Nov-9-2016: Lab 18 - Moment of Inertia and Frictional Torque

LAB 18 - Moment of Inertia and Frictional Torque

Tony Wu, Michell Kuang, Richard

November 9, 2016

Lab Goal: To understand and test the relationship between moment of inertia of a rotating disk and the frictional torque acting on the apparatus.

Theory/Introduction: We are given the mass of the rotating part of the apparatus at the start of the lab.  However, we need to calculate the mass of large rotating disk. The given mass includes the mass of the disk as well as the metal cylindrical arms.  Using calipers, we measured the dimensions of the disk and the metal arms.  We solved for the mass of the metal disk by using the following ratio:

Mass_of_disk / Total_Mass = Volume_of_Disk / Total Volume

Mass_of_disk = (Volume_of_Disk * Total_Mass) / Total_Volume

Now that we have the mass of the rotating disk, we can calculate its moment of inertia, 1/2 * MR^2. In this lab, we will attach a cart with a string to the rotating metal arm.  Since the apparatus has a certain inertia and frictional torque, we can predict the amount of time it takes for the cart to roll down the ramp.

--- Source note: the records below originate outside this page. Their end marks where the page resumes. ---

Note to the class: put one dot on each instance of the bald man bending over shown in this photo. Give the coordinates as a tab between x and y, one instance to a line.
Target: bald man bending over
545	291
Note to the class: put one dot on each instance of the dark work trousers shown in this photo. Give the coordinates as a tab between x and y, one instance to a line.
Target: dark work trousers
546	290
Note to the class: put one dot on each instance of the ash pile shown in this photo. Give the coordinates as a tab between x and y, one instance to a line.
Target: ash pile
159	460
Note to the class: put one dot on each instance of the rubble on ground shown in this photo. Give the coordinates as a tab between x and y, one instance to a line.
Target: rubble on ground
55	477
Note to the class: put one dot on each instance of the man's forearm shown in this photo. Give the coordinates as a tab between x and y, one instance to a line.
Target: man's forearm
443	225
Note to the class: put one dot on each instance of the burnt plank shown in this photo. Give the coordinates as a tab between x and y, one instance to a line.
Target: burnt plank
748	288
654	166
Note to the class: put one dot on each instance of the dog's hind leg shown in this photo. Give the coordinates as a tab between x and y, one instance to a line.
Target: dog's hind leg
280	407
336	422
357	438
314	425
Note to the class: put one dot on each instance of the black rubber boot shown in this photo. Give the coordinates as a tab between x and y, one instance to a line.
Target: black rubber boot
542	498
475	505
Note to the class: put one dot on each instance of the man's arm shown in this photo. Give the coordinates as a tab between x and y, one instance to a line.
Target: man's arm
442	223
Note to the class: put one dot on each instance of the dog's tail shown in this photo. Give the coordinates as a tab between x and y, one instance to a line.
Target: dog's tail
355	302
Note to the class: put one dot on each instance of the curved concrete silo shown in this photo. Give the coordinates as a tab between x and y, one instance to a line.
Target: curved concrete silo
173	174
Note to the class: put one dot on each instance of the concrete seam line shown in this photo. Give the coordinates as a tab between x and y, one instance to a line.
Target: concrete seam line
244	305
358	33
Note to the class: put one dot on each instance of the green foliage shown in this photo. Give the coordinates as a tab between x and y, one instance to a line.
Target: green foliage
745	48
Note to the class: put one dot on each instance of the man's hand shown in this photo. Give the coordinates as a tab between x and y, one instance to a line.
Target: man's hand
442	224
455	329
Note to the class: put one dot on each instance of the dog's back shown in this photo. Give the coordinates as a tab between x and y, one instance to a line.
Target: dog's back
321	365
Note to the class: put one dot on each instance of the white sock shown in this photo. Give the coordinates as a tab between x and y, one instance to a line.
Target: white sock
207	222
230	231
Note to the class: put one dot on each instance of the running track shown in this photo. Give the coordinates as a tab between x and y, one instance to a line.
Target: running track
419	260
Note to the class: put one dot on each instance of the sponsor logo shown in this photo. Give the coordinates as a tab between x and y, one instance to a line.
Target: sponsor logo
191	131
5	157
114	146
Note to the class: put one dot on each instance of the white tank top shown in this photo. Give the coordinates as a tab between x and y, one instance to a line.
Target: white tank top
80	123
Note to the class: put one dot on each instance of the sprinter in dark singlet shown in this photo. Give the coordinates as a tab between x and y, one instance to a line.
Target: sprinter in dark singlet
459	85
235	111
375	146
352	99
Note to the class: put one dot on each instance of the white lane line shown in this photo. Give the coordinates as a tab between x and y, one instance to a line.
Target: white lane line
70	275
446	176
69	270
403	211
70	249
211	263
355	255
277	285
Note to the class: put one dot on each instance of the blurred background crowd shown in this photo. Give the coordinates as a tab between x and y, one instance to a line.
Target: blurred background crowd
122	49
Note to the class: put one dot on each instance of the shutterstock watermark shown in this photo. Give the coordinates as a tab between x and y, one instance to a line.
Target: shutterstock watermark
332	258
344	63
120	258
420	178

Below is a free-body diagram of the forces acting in our system.  

Apparatus:

The ramp and string are both placed at a 40 degree angle.  We placed tape down to mark where 1 meter is.

Experimental Procedure: After making appropriate measurements of the rotating disk, we calculate its inertia.  We win the apparatus and use video capture to determine its angular deceleration as it slows down.  Using the video, we calculate the friction torque acting on the apparatus.

 

We calculate the net force on the cart and thus are able to predict the amount of time it takes for the cart to travel 1 meter down the ramp.  We estimate that it would take 10.12 seconds to roll down.  We ran three trials and took the average.

Data and Calculations:

Below are the calculations for estimating the amount of time it take the cart to roll down 1 meter.

 

Conclusions: We were very close to our estimated time, within 2.697% error.  Our average experimental time was 10.393 seconds, compared to our estimated time of 10.12 seconds.  It makes sense that the experimental time is a little longer than the estimated time because there are assumptions made about the setup.  The first error could simply be human error, not accurately stopping our stopwatches.  When we calculated the estimated time, we used 0.5 kg in our calculations instead of the actual mass of the cart, 0.4986 kg.  The cart also has inertia in the wheels that we did not consider.